3. Specified Pricing
Finally, and relatedly, one of the most important contractual terms that is known to investors in advance is price: exactly how much profit they must give up to see the company achieve a particular ESG goal. If a company targets a reduction in carbon emissions or an increase in diversity without the use of SLBs, it will be more difficult for investors to isolate the costs and benefits that are directly attributable to the achievement of the target and determine the net gain or loss it resulted in.
With SLBs, both the ESG target and its price are set forth in concrete terms before sales of the bonds are effected.
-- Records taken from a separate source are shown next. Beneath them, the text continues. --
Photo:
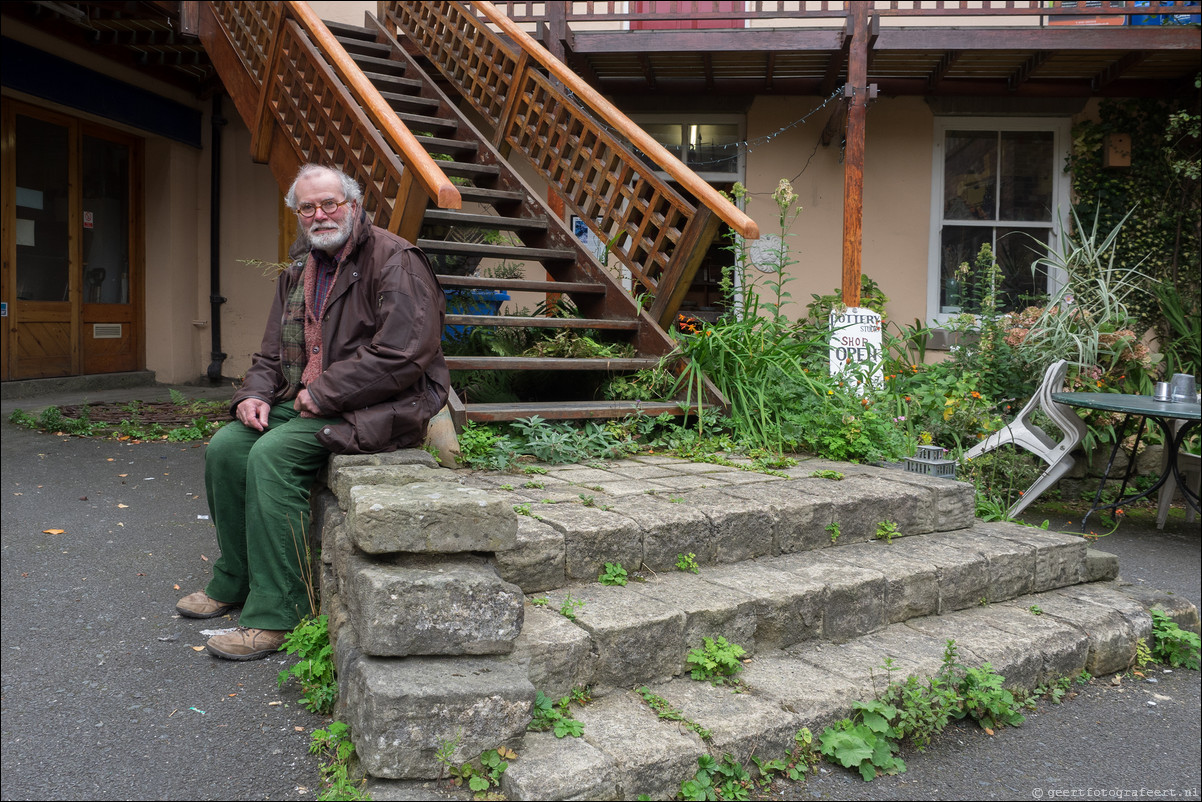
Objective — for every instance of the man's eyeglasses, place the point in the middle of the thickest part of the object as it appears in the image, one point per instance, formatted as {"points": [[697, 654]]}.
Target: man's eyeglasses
{"points": [[328, 206]]}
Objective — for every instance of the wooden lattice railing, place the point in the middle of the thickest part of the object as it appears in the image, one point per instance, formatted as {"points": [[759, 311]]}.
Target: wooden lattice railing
{"points": [[594, 11], [305, 100], [650, 229]]}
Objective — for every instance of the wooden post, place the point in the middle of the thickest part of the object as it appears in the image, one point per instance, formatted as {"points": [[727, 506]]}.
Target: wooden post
{"points": [[854, 155]]}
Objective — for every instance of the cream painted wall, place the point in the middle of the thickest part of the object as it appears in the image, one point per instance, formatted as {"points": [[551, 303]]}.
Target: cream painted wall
{"points": [[250, 200], [897, 197], [343, 11]]}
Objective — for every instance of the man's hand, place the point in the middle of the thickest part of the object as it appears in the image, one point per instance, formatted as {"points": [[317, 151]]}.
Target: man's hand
{"points": [[253, 414], [304, 403]]}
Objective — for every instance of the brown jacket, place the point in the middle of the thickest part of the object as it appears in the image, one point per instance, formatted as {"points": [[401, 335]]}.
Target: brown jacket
{"points": [[384, 372]]}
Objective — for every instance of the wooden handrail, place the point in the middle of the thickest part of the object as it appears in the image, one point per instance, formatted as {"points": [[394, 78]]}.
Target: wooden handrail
{"points": [[430, 177], [706, 195]]}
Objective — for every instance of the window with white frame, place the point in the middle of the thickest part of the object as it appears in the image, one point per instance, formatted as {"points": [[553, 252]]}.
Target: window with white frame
{"points": [[998, 182]]}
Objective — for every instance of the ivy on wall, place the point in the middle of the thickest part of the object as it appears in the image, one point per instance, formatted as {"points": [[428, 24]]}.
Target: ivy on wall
{"points": [[1162, 237]]}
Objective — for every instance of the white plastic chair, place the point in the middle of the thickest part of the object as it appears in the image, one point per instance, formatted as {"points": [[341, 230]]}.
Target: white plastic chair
{"points": [[1190, 469], [1024, 433]]}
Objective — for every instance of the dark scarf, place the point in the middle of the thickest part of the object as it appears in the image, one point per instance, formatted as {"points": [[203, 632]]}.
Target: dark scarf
{"points": [[299, 331]]}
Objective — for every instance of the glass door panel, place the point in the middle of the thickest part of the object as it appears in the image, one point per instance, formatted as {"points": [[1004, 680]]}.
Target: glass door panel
{"points": [[43, 211]]}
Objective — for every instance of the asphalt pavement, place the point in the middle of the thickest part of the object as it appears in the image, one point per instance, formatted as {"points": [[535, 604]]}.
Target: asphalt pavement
{"points": [[107, 695]]}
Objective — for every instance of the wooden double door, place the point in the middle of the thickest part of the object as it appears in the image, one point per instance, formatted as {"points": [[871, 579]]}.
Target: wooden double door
{"points": [[72, 238]]}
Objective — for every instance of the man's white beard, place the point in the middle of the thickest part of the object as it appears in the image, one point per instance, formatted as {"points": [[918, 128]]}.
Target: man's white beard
{"points": [[329, 239]]}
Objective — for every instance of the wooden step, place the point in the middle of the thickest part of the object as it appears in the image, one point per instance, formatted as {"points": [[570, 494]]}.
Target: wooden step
{"points": [[521, 285], [569, 410], [513, 253], [549, 363], [492, 221], [403, 102], [385, 82], [442, 144], [540, 321]]}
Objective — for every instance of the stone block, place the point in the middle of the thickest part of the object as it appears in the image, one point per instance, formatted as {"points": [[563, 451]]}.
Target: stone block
{"points": [[637, 639], [1112, 631], [739, 725], [429, 517], [668, 529], [536, 560], [1100, 566], [403, 711], [593, 538], [787, 607], [1059, 558], [802, 509], [560, 768], [741, 528], [710, 610], [911, 583], [852, 598], [344, 477], [815, 695], [652, 756], [560, 653], [417, 604]]}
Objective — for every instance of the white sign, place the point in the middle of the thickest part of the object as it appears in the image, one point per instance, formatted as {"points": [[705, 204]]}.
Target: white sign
{"points": [[856, 343]]}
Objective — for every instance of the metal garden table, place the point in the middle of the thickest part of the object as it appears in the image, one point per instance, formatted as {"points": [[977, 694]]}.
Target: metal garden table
{"points": [[1143, 408]]}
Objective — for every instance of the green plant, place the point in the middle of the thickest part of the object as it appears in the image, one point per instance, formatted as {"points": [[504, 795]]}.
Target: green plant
{"points": [[718, 780], [334, 747], [827, 474], [486, 772], [887, 530], [668, 713], [688, 563], [570, 607], [315, 669], [986, 701], [613, 574], [1172, 645], [549, 716], [866, 741], [716, 661]]}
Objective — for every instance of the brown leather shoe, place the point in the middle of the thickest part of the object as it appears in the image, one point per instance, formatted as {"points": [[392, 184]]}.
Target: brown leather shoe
{"points": [[200, 605], [245, 643]]}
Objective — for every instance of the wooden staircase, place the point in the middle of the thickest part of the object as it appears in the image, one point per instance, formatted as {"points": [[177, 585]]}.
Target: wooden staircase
{"points": [[430, 174]]}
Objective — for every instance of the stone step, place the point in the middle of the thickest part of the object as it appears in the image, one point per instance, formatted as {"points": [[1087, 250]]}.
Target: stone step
{"points": [[624, 636], [626, 749], [646, 511]]}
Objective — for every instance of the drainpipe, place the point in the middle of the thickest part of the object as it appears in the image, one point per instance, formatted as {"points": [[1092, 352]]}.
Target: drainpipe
{"points": [[215, 299]]}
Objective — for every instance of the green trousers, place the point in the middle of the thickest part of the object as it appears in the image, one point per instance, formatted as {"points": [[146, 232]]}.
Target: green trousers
{"points": [[259, 486]]}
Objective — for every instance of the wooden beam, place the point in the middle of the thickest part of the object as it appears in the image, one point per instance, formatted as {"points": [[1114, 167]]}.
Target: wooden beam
{"points": [[854, 154]]}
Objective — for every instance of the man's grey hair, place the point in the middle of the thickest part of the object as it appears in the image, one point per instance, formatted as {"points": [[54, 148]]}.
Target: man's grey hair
{"points": [[350, 186]]}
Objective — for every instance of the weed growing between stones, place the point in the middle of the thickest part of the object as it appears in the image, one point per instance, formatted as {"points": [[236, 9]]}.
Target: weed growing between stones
{"points": [[1173, 646], [887, 530], [334, 747], [557, 717], [688, 563], [315, 670], [614, 575], [666, 712], [716, 661]]}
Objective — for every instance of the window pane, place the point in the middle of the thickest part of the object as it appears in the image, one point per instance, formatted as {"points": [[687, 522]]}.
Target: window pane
{"points": [[970, 182], [710, 147], [959, 245], [668, 135], [1027, 172], [106, 223], [42, 211], [1016, 251]]}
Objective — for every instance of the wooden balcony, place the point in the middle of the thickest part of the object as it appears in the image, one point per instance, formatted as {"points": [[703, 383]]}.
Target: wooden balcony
{"points": [[801, 47]]}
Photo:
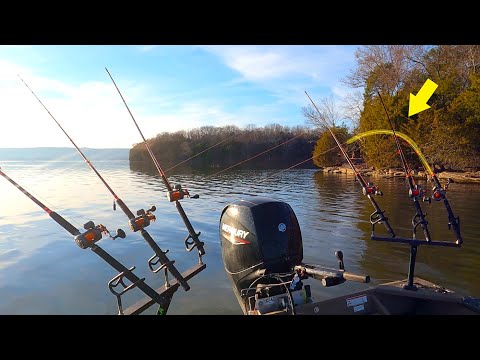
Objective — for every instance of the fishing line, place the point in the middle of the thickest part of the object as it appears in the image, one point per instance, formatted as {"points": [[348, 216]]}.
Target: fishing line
{"points": [[50, 205], [173, 195], [201, 152], [369, 189], [415, 191], [138, 223], [252, 157]]}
The company agrees to a measurable, verifiable target, like reducing its scope 1, 2, and 3 carbon emissions by 50 percent by 2030. Prospective investors therefore know exactly which ESG actions they are agreeing to pay for, and exactly how much it will cost them: the margin of reduced return on the SLB compared to the return they could expect with a conventional bond.
Conclusion
The fiduciary duties of Delaware directors create scenarios in which traditional investors and impact ESG investors are each likely to lose out. At the very least, these duties discourage transparency from corporations as they consider various ways of responding to the demand for ESG that has recently dominated the securities markets, leaving investors unsure of the costs that ESG might impose. SLBs provide a solution to these problems by allowing investors to pay a specified price for a specified ESG performance target, thereby eliminating much of the guesswork by directors and investors alike. Investors who want ESG actions badly enough to pay for them will be able to do so in the form of a reduced return on investment. And shareholders who prefer not to bear these costs will not have to, since the corporation typically pays a lower interest expense on an SLB than it would on a conventional bond. While there may or may not be a change to Delaware’s fiduciary duties in the near future, SLBs already offer impact ESG investors and traditional investors the opportunity to avoid the problems they create.